#### IWSLT German->English translation

This notebook shows a simple example of how to use the transformer provided by this repo for one-direction translation. 

We will use the IWSLT 2016 De-En dataset.

In [1]:
from torchtext import data, datasets
import spacy

import torch
import torch.nn as nn
import torch.nn.functional as F
from torch.optim import Adam

import sys
sys.path.append("..")
from model.transformers import BaseTransformer

from model.utils import Batch, BasicIterator
from model.opt import NoamOpt

import time

In [2]:
import torch.multiprocessing as mp


In [3]:
import torch.distributed as dist

##### The below does some basic data preprocessing and filtering, in addition to setting special tokens.

In [4]:
import pytorch_lightning as pl


In [5]:
de_data = spacy.load('de_core_news_sm')
en_data = spacy.load('en_core_web_sm')

def de_tokenizer(data):
    raw_data = [x.text for x in de_data.tokenizer(data)]
    return raw_data
def en_tokenizer(data):
    raw_data = [x.text for x in en_data.tokenizer(data)]
    return raw_data


BOS = "<s>"
EOS = "</s>"
BLANK = "<blank>"

de = data.Field(tokenize=de_tokenizer, pad_token=BLANK, init_token=BOS, eos_token=EOS)
en = data.Field(tokenize=en_tokenizer, pad_token=BLANK, init_token=BOS, eos_token=EOS)

MAX_LEN = 128

train, val, test = datasets.IWSLT.splits(
    exts=(".de", ".en"), fields=(de, en),
    filter_pred=lambda x: len(vars(x)['src']) <= MAX_LEN and len(vars(x)['trg']) <= MAX_LEN
)

MIN_FREQ = 4

de.build_vocab(train.src, min_freq=MIN_FREQ)
en.build_vocab(train.trg, min_freq=MIN_FREQ)



In [41]:
global max_src_in_batch, max_tgt_in_batch
def batch_size_fn(new, count, sofar):
    "Keep augmenting batch and calculate total number of tokens + padding."
    global max_src_in_batch, max_tgt_in_batch
    if count == 1:
        max_src_in_batch = 0
        max_tgt_in_batch = 0
    max_src_in_batch = max(max_src_in_batch,  len(new.src))
    max_tgt_in_batch = max(max_tgt_in_batch,  len(new.trg) + 2)
    src_elements = count * max_src_in_batch
    tgt_elements = count * max_tgt_in_batch
    return max(src_elements, tgt_elements)

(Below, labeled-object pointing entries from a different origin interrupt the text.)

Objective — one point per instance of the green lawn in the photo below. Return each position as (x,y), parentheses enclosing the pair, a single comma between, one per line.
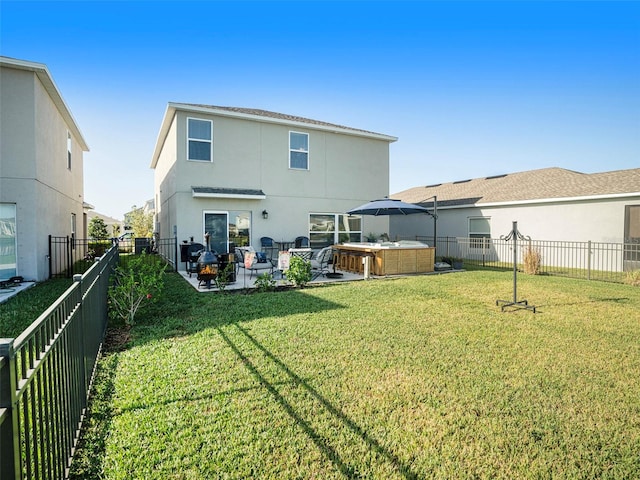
(21,310)
(420,377)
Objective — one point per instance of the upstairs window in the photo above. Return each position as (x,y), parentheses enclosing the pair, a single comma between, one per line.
(299,150)
(199,139)
(69,150)
(479,230)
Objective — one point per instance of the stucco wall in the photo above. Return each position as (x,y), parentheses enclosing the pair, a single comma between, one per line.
(344,172)
(595,220)
(33,170)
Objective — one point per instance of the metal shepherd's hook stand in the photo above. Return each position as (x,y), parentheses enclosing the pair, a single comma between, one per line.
(515,235)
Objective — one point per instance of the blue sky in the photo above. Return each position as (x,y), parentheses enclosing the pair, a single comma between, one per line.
(470,89)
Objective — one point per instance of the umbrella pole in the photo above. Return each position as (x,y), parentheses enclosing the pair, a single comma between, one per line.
(514,235)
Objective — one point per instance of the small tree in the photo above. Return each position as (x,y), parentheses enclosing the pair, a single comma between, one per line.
(133,283)
(141,223)
(299,272)
(97,228)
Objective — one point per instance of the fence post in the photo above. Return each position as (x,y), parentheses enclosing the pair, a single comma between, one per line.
(589,260)
(10,466)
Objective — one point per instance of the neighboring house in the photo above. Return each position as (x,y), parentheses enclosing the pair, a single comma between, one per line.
(548,204)
(41,169)
(241,174)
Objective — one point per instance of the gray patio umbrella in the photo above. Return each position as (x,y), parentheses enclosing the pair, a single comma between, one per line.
(389,206)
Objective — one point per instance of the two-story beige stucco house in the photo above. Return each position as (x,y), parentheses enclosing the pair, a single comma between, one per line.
(241,174)
(41,169)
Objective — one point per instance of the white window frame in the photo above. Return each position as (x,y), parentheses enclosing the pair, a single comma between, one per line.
(291,150)
(10,212)
(476,238)
(69,144)
(189,139)
(339,234)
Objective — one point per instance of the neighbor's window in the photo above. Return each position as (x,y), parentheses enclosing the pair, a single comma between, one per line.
(199,139)
(330,228)
(69,150)
(8,249)
(299,150)
(479,228)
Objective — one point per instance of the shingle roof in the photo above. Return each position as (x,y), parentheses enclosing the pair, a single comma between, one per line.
(531,185)
(227,192)
(280,116)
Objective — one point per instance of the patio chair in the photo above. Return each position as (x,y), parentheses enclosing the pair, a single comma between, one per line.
(268,245)
(256,265)
(193,252)
(320,263)
(301,242)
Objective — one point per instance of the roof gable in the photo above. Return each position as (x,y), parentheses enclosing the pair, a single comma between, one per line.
(42,72)
(532,185)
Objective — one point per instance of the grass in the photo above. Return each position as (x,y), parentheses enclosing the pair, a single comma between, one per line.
(420,377)
(17,313)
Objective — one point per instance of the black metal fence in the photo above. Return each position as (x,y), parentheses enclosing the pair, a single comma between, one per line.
(69,256)
(46,375)
(587,260)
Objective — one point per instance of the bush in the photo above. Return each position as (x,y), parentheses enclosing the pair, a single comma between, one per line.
(299,272)
(265,282)
(633,278)
(532,261)
(133,282)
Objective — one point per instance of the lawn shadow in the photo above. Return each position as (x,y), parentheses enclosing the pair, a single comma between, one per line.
(182,311)
(323,444)
(88,460)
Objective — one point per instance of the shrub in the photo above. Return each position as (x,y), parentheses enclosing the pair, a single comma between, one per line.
(134,282)
(633,278)
(532,261)
(265,282)
(299,272)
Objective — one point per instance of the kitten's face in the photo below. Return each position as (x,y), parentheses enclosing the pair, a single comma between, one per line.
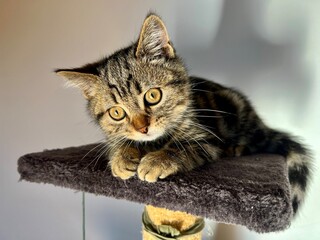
(139,101)
(140,93)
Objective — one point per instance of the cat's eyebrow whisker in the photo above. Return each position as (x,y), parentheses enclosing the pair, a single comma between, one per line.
(209,116)
(211,110)
(201,90)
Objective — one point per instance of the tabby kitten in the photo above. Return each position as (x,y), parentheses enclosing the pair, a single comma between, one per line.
(159,121)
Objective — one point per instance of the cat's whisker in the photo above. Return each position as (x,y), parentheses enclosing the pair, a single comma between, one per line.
(211,110)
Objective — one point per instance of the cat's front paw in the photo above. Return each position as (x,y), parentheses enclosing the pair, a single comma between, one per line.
(124,164)
(156,165)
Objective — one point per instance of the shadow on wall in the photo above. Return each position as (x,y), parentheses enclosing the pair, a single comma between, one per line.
(256,47)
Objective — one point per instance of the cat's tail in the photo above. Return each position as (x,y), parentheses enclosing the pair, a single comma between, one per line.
(299,162)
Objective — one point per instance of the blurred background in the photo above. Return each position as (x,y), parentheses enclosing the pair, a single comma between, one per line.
(267,49)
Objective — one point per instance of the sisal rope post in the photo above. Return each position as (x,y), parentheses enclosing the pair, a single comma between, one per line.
(164,224)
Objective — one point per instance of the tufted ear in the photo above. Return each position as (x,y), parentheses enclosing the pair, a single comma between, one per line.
(85,81)
(154,42)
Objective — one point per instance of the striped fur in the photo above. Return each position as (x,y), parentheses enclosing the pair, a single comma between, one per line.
(196,121)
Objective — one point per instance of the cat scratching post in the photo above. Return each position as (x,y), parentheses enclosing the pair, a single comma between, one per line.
(159,223)
(252,191)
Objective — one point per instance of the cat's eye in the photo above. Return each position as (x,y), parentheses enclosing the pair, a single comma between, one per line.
(153,96)
(117,113)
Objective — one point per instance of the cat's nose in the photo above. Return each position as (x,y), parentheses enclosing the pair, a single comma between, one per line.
(141,123)
(143,130)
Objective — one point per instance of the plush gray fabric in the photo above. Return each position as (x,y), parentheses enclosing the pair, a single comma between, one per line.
(252,191)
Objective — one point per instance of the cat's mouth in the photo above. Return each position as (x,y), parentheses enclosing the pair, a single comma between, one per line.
(151,135)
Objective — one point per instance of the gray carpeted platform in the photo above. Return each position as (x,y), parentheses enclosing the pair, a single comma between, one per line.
(252,191)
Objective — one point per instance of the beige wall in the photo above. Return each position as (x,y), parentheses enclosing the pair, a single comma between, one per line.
(268,50)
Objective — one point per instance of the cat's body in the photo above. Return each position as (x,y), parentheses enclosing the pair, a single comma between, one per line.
(159,121)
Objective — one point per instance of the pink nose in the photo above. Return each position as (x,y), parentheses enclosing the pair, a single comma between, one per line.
(143,130)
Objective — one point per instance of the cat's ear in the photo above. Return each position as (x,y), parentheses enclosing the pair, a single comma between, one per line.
(154,42)
(85,81)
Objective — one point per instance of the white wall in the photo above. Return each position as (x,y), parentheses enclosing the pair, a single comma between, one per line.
(268,49)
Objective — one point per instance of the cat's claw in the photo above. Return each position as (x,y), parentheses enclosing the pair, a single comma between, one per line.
(156,165)
(124,166)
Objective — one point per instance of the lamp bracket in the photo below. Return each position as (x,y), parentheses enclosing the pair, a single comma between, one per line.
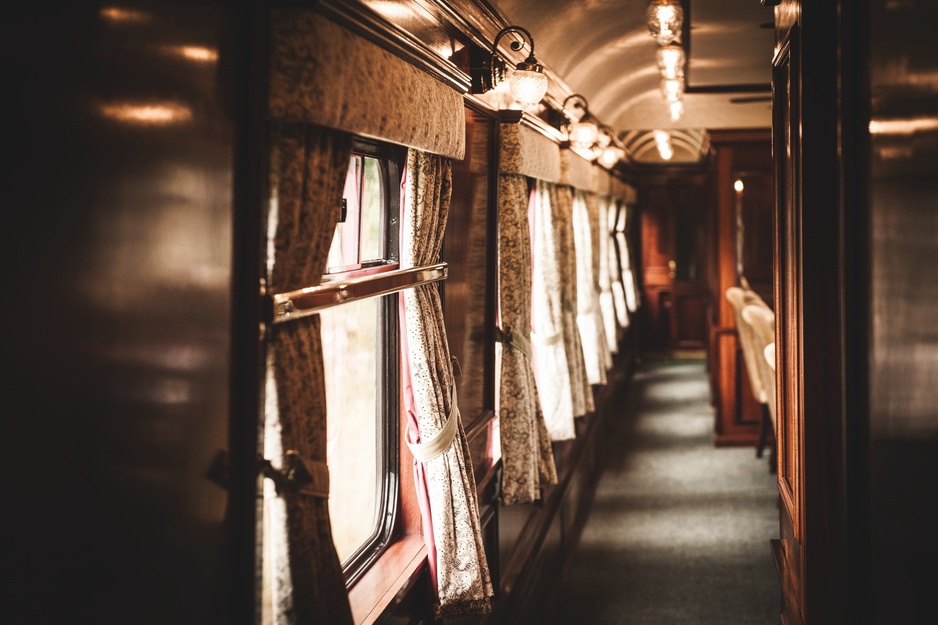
(497,68)
(579,102)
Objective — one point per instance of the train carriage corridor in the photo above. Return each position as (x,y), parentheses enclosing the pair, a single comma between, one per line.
(678,531)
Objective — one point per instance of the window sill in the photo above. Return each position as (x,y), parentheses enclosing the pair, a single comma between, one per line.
(387,579)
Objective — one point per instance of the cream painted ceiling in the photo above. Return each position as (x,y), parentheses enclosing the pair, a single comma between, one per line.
(602,50)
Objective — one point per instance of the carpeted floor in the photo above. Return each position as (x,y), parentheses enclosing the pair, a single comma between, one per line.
(679,531)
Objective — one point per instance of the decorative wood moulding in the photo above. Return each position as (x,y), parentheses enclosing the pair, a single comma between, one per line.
(358,17)
(576,171)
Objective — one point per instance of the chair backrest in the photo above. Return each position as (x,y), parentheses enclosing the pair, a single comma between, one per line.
(769,354)
(761,321)
(737,297)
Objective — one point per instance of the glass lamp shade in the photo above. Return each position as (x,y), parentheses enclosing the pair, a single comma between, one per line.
(677,110)
(603,139)
(672,89)
(610,156)
(527,86)
(583,134)
(670,61)
(665,19)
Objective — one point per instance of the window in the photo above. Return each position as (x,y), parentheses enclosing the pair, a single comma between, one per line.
(360,355)
(360,358)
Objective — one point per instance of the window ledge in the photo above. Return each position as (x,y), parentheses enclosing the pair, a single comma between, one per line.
(387,579)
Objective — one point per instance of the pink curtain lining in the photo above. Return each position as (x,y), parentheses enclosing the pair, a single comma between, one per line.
(413,436)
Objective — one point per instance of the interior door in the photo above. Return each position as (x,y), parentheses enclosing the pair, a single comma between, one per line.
(673,262)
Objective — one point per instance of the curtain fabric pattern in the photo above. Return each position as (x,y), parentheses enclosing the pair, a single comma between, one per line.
(625,260)
(311,61)
(309,166)
(606,301)
(589,316)
(562,213)
(547,337)
(615,268)
(527,455)
(451,519)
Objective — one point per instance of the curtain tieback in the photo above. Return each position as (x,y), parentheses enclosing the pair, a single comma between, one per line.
(546,341)
(513,340)
(439,442)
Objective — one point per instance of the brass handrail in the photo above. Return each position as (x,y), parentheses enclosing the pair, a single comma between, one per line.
(311,300)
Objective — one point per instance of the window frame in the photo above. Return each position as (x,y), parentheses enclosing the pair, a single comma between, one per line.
(387,417)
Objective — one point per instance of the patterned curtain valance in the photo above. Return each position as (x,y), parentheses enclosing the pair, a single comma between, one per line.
(576,171)
(603,183)
(324,74)
(527,152)
(622,190)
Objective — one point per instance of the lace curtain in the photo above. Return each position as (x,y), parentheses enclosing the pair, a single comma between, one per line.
(309,166)
(606,300)
(589,315)
(561,197)
(527,456)
(442,465)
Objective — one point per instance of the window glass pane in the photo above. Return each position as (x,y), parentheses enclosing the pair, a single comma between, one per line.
(343,255)
(351,355)
(372,208)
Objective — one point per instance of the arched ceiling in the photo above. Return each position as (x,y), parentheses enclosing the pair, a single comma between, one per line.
(602,49)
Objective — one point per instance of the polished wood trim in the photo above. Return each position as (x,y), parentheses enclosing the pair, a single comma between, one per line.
(791,612)
(478,426)
(388,579)
(311,300)
(394,39)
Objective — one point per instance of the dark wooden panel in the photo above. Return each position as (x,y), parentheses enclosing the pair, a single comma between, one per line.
(118,364)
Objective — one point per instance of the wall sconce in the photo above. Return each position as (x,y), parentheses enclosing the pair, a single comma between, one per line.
(676,109)
(581,132)
(527,82)
(672,89)
(670,61)
(611,155)
(665,19)
(663,140)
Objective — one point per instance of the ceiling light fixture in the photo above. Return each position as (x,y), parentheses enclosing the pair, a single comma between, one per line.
(672,89)
(663,139)
(527,81)
(665,20)
(670,61)
(676,109)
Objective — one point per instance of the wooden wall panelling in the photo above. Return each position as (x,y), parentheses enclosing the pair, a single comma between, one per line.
(737,153)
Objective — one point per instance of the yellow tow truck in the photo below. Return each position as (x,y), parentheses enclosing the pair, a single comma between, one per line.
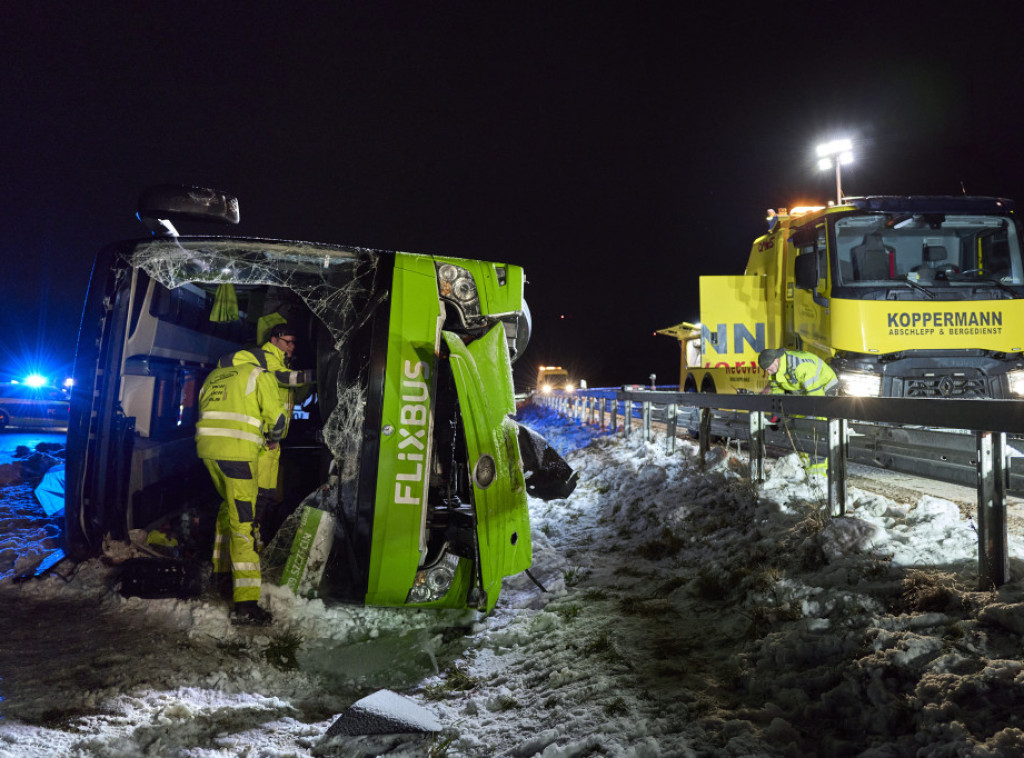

train_loader = BasicIterator(train, batch_size=6000,
                   repeat=False, sort_key=lambda x: (len(x.src), len(x.trg)),
                   batch_size_fn=batch_size_fn, train=True)

train_loader = torch.utils.data.DataLoader(train, batch_size=32)

val_loader = BasicIterator(val, batch_size=6000,
                   repeat=False, sort_key=lambda x: (len(x.src), len(x.trg)),
                   batch_size_fn=batch_size_fn, train=False)
test_loader = BasicIterator(test, batch_size=6000,
                   repeat=False, sort_key=lambda x: (len(x.src), len(x.trg)),
                   batch_size_fn=batch_size_fn, train=False)

##### Single step over entire dataset, with tons of gradient accumulation to get batch sizes big enough for stable training.

In [7]:
# del transformer
# torch.cuda.empty_cache()

In [8]:
class TranslationModel(BaseTransformer):
    def __init__(
        self, *args,
    ):
        super(TranslationModel, self).__init__(*args)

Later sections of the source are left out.